The aircraft carrier constitutes a ‘strategic capability’, which, in essence, is one whose possession makes available certain strategies to attain the desired outcome, and the lack of which constrains the choice of strategy. It should be obvious that possession of the carrier creates the ability to promote desired outcomes in numerous areas of naval conflict, ranging from strike against enemy warships or land targets to air defence and anti-submarine warfare. The ‘capability’ is provided by the weapons and sensors carried by the numerous platforms, including fixed and rotary wing aircraft that comprise a CBG.

Can this capability be obtained by alternate means? With air-to-air refuellers such as the IL-78 coupled with strike aircraft including the Su-30MKI, the ability to hit a target anywhere in the Indian Ocean certainly exists. The RAF had similar capability in 1982, and in fact, used Vulcan bombers in Operation Black Buck to carry out ineffectual air strikes on Port Stanley. However, the Royal Air Force (RAF) did not possess the capability to provide air defence to the force tasked with retaking the Falklands; by far the more important requirement. For the Task Force Commander far from own air force bases facing incoming enemy air attack, the fact that air force interceptors will eventually reach him once he reports an incoming strike, provides little consolation: he needs them before the enemy reaches him, not later, after the enemy has completed his attack and gone away. The integral air capability is irreplaceable.
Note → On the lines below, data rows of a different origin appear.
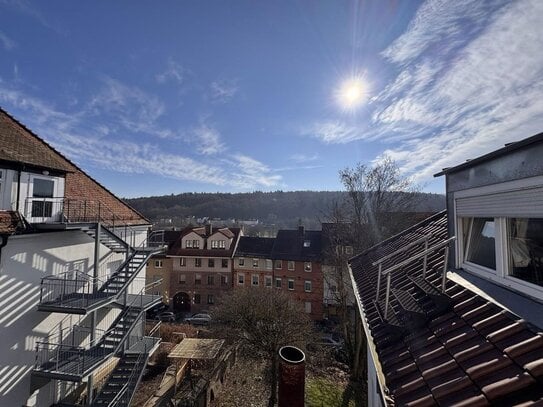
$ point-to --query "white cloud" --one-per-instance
(222, 91)
(6, 41)
(87, 141)
(439, 26)
(484, 94)
(174, 72)
(304, 158)
(334, 132)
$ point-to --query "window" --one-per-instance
(290, 284)
(42, 188)
(480, 244)
(307, 307)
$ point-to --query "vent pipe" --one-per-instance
(291, 377)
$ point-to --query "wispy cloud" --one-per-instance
(332, 132)
(208, 140)
(304, 158)
(6, 41)
(174, 72)
(91, 143)
(223, 90)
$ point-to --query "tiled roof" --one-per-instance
(255, 246)
(289, 245)
(9, 222)
(176, 248)
(19, 145)
(461, 350)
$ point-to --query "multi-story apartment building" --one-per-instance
(291, 262)
(253, 264)
(201, 267)
(72, 302)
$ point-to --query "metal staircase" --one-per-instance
(410, 299)
(75, 356)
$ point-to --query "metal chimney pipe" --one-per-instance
(291, 377)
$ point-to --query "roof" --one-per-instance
(10, 221)
(20, 146)
(494, 154)
(176, 248)
(298, 245)
(461, 350)
(255, 246)
(192, 348)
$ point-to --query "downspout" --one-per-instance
(2, 244)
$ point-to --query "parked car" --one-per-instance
(199, 319)
(155, 311)
(167, 317)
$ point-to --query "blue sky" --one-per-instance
(155, 98)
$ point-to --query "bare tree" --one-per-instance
(375, 194)
(378, 198)
(265, 320)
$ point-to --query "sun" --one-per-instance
(352, 93)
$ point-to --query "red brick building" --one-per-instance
(290, 262)
(201, 267)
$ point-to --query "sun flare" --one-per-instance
(352, 93)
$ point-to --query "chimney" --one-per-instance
(291, 377)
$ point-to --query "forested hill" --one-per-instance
(265, 206)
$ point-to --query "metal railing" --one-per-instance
(75, 358)
(421, 255)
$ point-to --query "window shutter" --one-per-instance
(522, 203)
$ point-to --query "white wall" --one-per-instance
(24, 261)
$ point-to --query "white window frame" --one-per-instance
(501, 275)
(307, 283)
(290, 280)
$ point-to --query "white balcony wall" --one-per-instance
(24, 261)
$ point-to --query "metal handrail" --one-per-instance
(424, 255)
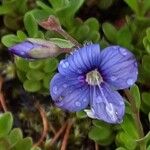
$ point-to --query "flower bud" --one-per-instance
(52, 23)
(36, 49)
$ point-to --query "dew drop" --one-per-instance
(113, 78)
(77, 103)
(84, 100)
(64, 85)
(98, 99)
(123, 51)
(130, 81)
(55, 89)
(64, 64)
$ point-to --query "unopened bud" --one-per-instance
(52, 23)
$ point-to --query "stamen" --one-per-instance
(94, 77)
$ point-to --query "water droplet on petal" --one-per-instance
(123, 51)
(84, 100)
(130, 81)
(79, 71)
(77, 103)
(64, 64)
(113, 78)
(55, 89)
(99, 99)
(64, 85)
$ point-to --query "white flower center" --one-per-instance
(94, 77)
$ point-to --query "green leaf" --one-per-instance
(40, 14)
(105, 4)
(50, 65)
(35, 75)
(62, 43)
(59, 4)
(129, 127)
(146, 62)
(110, 32)
(30, 24)
(15, 135)
(93, 24)
(101, 124)
(5, 9)
(146, 98)
(124, 36)
(24, 144)
(133, 4)
(4, 144)
(146, 6)
(32, 86)
(21, 75)
(10, 40)
(11, 22)
(6, 122)
(146, 43)
(136, 95)
(148, 148)
(122, 139)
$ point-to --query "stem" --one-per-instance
(66, 136)
(68, 37)
(96, 146)
(136, 117)
(45, 124)
(2, 99)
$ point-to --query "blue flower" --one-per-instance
(91, 77)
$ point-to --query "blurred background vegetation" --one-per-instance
(25, 84)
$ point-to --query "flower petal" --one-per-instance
(69, 94)
(81, 61)
(118, 67)
(106, 104)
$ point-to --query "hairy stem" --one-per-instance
(136, 117)
(66, 136)
(68, 37)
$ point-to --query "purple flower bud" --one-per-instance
(36, 49)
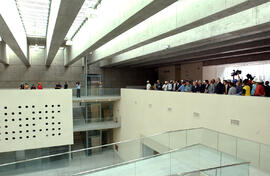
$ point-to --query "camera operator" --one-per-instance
(237, 72)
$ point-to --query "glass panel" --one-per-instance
(127, 151)
(158, 144)
(238, 170)
(185, 160)
(158, 166)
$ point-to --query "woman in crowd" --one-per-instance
(211, 87)
(39, 86)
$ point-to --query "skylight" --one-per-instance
(34, 15)
(85, 12)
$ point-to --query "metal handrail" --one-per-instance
(132, 161)
(212, 168)
(90, 148)
(120, 142)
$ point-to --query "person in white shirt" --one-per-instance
(170, 86)
(148, 85)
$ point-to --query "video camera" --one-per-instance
(250, 77)
(237, 72)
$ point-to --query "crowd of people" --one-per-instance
(246, 87)
(57, 86)
(39, 86)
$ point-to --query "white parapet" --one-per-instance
(31, 119)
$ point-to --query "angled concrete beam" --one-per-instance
(242, 43)
(3, 53)
(112, 23)
(62, 15)
(179, 17)
(229, 54)
(12, 30)
(255, 19)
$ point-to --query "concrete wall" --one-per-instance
(12, 75)
(191, 71)
(148, 112)
(121, 78)
(167, 73)
(260, 69)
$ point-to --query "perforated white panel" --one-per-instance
(32, 119)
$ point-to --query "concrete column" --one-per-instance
(20, 155)
(3, 53)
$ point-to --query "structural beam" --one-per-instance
(3, 53)
(243, 43)
(62, 15)
(111, 23)
(248, 21)
(175, 19)
(231, 54)
(12, 30)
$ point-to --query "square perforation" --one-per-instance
(35, 124)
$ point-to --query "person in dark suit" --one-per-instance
(220, 87)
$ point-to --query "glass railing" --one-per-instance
(257, 154)
(239, 169)
(93, 120)
(175, 152)
(97, 92)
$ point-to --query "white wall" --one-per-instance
(33, 119)
(149, 112)
(260, 69)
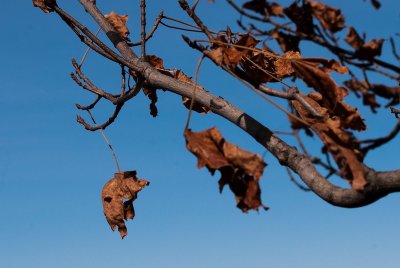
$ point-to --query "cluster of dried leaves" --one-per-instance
(242, 56)
(239, 169)
(261, 66)
(118, 195)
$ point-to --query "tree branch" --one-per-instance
(380, 183)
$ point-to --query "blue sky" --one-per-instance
(52, 170)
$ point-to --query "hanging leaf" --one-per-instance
(340, 143)
(119, 23)
(283, 65)
(286, 42)
(330, 18)
(376, 4)
(239, 169)
(364, 51)
(118, 195)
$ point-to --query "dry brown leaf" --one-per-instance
(181, 76)
(339, 142)
(319, 80)
(283, 66)
(376, 4)
(240, 169)
(353, 38)
(118, 195)
(44, 5)
(364, 51)
(119, 23)
(301, 16)
(224, 54)
(285, 41)
(330, 18)
(327, 65)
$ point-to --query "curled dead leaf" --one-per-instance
(239, 169)
(119, 23)
(340, 143)
(283, 66)
(364, 51)
(117, 197)
(330, 18)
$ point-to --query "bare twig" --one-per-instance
(143, 27)
(185, 6)
(151, 33)
(107, 141)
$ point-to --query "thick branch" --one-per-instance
(380, 183)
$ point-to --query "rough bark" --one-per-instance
(379, 183)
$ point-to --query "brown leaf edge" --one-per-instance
(239, 169)
(117, 197)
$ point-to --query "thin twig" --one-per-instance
(185, 6)
(107, 141)
(87, 51)
(374, 143)
(143, 27)
(192, 101)
(151, 33)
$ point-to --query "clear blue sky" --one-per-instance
(52, 170)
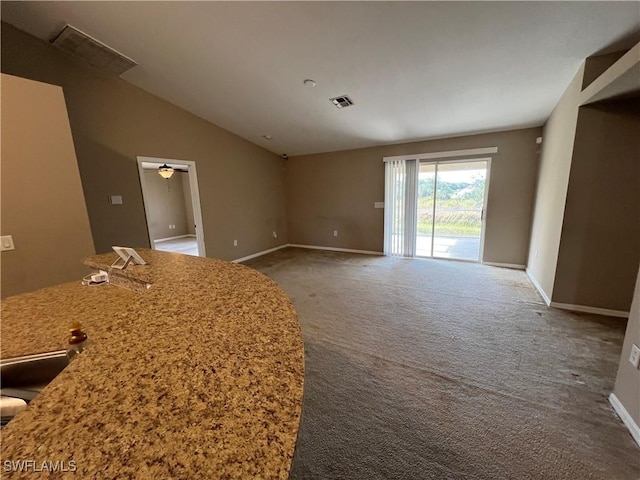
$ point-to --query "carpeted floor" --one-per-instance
(431, 369)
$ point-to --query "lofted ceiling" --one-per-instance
(414, 70)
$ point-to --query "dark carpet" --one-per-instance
(429, 369)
Every strategic asset offers strengths and has vulnerabilities. This is as true of the aircraft carrier as it is for nuclear weapons. One doesn’t hear the argument that because nuclear assets are difficult to defend, or because their loss would have a massive impact on morale, they should not be acquired. Mobility is one means of protection: nuclear powers the world over have chosen to move strategic nuclear assets from static to mobile platforms, including road and rail mobile launchers and nuclear submarines. The carrier enables mobile air capability that can hide in the vast expanse of the seas, emerging only when required for a specific task. Locating the CBG at sea is perhaps more challenging than locating a road/rail mobile nuclear missile launcher. One cannot help but wonder if apprehensions about the carrier’s survivability are driven more by extraneous factors including inter-service resource competition than dispassionate analysis.